Gov.-elect Maura Healey (left) and Lt. Gov.-elect Kim Driscoll (right)

Immediately following her victory, Gov.-elect Maura Healey got to work to build her team and begin a rapid transition process to the next administration.

On Nov. 9, she announced that her running mate and current mayor of Salem, Lt. Gov.-elect Kim Driscoll, will serve as chair of her transition committee. Driscoll’s experience in local government runs deep. She has served as mayor since 2006, and she previously served on the City Council and worked as a deputy city manager in Chelsea for five years. She has been an active member of the Massachusetts Mayors Association, and served as its president in 2012.

In recent weeks, the transition committee has announced key policy committees, focused on issues such as transportation infrastructure, housing, climate change, jobs and the economy, youth and young adults, and safe and healthy communities. The committees will work to identify a “timeline for action, resources to leverage, and metrics to measure effectiveness.”

To coordinate the work of these committees, Danielle Cerny was named as the transition director. She previously served as a visiting fellow at the Rappaport Institute and recently interviewed outgoing Lt. Gov.

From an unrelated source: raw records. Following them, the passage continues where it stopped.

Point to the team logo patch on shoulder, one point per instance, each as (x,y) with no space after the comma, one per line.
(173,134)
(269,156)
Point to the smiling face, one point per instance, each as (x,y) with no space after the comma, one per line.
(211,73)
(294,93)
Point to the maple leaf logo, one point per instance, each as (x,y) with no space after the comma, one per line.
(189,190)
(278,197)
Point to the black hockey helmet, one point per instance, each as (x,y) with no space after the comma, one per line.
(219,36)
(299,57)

Karyn Polito at an event discussing the successes and strategies in state-local government relations during the Baker administration’s tenure, the focus of a report written by Cerny.

As the transition work continues, the days leading up to the inauguration on Jan. 5 are expected to feature a flurry of announcements related to key posts in the new administration, including cabinet secretaries and other key staff who will prove critical to tackling the new administration’s policy priorities.

Healey is scheduled to address local officials two weeks after her inauguration, during the MMA Annual Meeting & Trade Show on Jan. 20.

Due to the change in administrations, the incoming governor is granted an additional five weeks to file her first state budget proposal, which is due on March 1.